Складывалось стойкое ощущение, что бабка замыслила очередную интригу с целью женить его и вытрясти с несчастного герцога правнуков. Вот голову можно смело прозакладывать, что на одном из балов будет присутствовать некая прекрасная фемина с родословной, могущей длиной потягаться с документами любой из лошадок Кони. И эта самая прекрасная незнакомка, как никакая другая подойдет в жены непутевому герцогу. Боги, как же они ему все надоели! Мужчина злился, нога безотчетно притапливала педаль газа, машина, сыто урча мотором, неслась по проселку, благо разогнаться есть где.
Влад успел изрядно накрутить себя этими домыслами и к конюшням подъехал в отвратительном настроении. Загнав машину на стоянку и раздраженно захлопнув дверцу, отправился на поиски своего вредоносного имущества.
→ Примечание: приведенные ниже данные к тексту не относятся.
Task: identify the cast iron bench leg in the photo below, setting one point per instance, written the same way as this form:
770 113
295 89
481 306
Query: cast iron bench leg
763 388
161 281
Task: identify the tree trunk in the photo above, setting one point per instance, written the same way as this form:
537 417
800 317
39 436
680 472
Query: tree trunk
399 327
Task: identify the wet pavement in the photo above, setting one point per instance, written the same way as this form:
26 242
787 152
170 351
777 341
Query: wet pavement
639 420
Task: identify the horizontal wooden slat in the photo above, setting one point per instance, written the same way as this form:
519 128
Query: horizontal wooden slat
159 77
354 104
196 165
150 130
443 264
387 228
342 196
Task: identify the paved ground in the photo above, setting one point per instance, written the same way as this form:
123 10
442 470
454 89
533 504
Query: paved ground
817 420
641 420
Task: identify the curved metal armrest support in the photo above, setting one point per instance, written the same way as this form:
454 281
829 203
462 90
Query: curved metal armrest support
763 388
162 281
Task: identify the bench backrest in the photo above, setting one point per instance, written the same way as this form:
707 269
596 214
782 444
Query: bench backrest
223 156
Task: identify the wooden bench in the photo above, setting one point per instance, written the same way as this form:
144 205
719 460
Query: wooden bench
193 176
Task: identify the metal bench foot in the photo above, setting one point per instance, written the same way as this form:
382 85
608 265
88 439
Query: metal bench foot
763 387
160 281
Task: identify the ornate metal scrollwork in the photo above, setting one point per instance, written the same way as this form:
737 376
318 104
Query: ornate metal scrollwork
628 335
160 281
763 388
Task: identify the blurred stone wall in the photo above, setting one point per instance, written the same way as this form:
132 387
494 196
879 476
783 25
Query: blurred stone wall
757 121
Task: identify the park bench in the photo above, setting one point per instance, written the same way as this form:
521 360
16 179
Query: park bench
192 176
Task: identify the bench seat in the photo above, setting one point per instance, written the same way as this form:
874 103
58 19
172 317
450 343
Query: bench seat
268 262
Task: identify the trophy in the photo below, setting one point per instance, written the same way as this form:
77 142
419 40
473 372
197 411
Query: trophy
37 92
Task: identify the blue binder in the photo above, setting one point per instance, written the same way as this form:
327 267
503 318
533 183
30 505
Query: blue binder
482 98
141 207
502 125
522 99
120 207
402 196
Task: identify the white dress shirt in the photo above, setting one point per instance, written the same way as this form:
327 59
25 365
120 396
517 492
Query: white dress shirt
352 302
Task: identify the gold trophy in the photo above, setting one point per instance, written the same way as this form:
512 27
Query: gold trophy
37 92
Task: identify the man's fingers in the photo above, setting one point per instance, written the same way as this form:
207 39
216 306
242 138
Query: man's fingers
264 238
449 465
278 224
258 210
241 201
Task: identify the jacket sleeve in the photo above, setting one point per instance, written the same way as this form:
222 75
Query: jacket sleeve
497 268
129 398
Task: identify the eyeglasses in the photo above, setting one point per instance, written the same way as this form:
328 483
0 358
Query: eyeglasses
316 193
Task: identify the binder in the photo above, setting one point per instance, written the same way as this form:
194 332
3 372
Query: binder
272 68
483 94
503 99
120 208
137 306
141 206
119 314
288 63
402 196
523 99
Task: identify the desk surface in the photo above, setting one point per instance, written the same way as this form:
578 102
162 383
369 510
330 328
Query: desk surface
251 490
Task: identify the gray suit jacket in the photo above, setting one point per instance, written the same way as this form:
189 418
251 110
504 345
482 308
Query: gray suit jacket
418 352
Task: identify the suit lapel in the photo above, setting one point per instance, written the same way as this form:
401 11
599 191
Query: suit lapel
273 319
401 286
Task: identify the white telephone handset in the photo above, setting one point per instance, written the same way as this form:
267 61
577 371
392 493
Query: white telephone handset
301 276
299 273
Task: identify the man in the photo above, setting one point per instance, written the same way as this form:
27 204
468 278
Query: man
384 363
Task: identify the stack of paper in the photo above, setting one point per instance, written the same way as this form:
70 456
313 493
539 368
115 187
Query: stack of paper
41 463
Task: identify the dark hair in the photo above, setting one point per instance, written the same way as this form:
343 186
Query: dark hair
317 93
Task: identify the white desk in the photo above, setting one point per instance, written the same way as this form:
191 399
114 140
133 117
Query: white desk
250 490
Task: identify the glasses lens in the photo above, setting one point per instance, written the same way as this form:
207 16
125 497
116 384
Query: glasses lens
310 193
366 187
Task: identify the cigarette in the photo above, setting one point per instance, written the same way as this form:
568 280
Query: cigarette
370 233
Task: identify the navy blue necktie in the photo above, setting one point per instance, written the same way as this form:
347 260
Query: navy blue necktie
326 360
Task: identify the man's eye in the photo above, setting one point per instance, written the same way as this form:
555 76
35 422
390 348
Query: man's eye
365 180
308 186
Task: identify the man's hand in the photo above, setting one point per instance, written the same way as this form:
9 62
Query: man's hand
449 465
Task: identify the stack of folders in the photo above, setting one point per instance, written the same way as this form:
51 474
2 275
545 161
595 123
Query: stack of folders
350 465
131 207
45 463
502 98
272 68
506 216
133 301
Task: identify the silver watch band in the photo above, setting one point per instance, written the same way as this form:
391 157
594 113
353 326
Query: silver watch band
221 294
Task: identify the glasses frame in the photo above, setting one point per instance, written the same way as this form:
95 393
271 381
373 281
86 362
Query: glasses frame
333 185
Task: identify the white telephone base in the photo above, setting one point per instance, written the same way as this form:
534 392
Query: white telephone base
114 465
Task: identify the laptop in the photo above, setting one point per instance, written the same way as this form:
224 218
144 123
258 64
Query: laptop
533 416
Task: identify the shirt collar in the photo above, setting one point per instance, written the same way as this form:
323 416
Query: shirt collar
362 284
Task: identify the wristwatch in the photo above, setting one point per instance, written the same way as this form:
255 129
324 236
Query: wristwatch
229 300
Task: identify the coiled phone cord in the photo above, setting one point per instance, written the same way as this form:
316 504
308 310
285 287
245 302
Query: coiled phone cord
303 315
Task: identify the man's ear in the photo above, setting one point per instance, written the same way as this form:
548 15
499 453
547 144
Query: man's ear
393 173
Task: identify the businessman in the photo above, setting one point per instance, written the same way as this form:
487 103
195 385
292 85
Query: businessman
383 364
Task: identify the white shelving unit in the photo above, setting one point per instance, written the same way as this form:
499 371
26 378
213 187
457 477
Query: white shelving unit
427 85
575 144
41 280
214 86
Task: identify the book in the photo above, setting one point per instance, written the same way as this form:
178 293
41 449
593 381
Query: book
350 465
Высокие ворота конюшни распахнуты настежь, ярко блестел на солнце стеклянный купол летнего манежа, в малом паддоке, примыкающем к стене здания, тонконогий, еще нескладный жеребенок тыкался носом в материнское брюхо. Подъездные дорожки чисто выметены и посыпаны песком. Напротив конюшни, в просторной леваде свободно и важно прогуливались несколько скаковых жеребцов, отдыхающих после тренировки. С тренировочного круга, невидного из-за здания конюшни слышался дробный топот и короткие окрики тренера.
Обойдя здание со стороны паддока Влад вышел к широкому плацу. Оглядев пустую площадку герцог вздохнул и поскреб затылок. Ну, и где их искать? Ага, на ловца и зверь, Влад с облегчением вздохнул, что не придется рыскать по конюшням в поиске — из-за угла вывернул Иван, ведя в поводу скакового жеребца. Конская шкура лоснилась от пота, бока тяжело вздымались. Только с тренировки, видать.
— Расседлаешь, поводишь и оботрешь, — грозно неслись следом наставления невидимого Владу конюха, — пить не давать! Запалишь жеребца — руки пообрубаю! Сделаешь что не так — со шкурой можешь распрощаться!
Герцогу оставалось только покачать головой, по идее, после таких напутствий рабочее рвение должно подняться до небес. Но это только по идее. На деле выходит прямо противоположное. Работник начинает нервничать и лажать не в пример больше. Иван, низко опустив голову, бормотал обычную формулу — да, господин. Влад хмыкнул — склоненная голова, понурые плечи, лицо осунувшееся, а в глазах, бывший раб мог сказать даже не заглядывая, безмерная усталость и... и только! Такой не сломается, не смирится. Черта с два! Скорее глотку сам себе перегрызет. И плевал он на все ваши посулы, ну перетянете его лишний раз, неприятно, конечно, но не более того. Хорошо еще хватало ума сдерживать зверя, злобно ворчащего на самом донышке души.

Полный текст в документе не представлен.